Fukui Airport (福井空港, Fukui Kūkō) is a public aerodrome located 5.0 NM north of Fukui Station in the city of Sakai, Fukui Prefecture, Japan. It is also referred to as Harue Airport (春江空港, Harue Kūkō) from its location in the former town of Harue.

==History==
Work began on Fukui Airport in 1964, and the airport was opened in 1966, with All Nippon Airways (ANA) proving regularly scheduled services using a Fokker F-27 to Haneda Airport in Tokyo, with flights once or twice a day. The NAMC YS-11 replaced the F-27 on this route from April 1, 1972. However, the airport suffered from competition by nearby Komatsu Airport, whose longer runway could accommodate jet aircraft.
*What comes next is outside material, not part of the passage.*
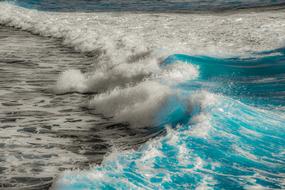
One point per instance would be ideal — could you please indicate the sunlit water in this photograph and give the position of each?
(178, 101)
Services between Fukui and Nagoya commenced from December 1, 1974 but all scheduled commercial flights were discontinued due to lack of passengers from March 1976. In 1985, the Fukui Prefectural government announced a plan to lengthen the runway at Fukui Airport to 2000 m, and despite strong local opposition, a budget for the expansion was secured in the nation's 1986 Fifth Airport Improvement Budget. Local opposition remained strong, and improved bus and train connections to Komatsu Airport resulted in less and less passengers to Fukui Airport. In 2001, the runway expansion project was shelved, and in June 2003 was cancelled in favour of pushing for completion of the Hokuriku Shinkansen high speed train. From October 2006, flight operations at Fukui Airport were transferred to the jurisdiction of the Chubu Centrair International Airport in Nagoya.

==Current situation==
Fukui Airport is currently used primarily for general aviation, and the aviation department of many universities conduct training operations here. Also, the airport is a center for glider sports, with a glider competition held annually. The Fukui Prefectural Police operates a Eurocopter EC135 and the Fukui Prefectural Fire Department operates a MBB/Kawasaki BK 117 from Fukui Airport.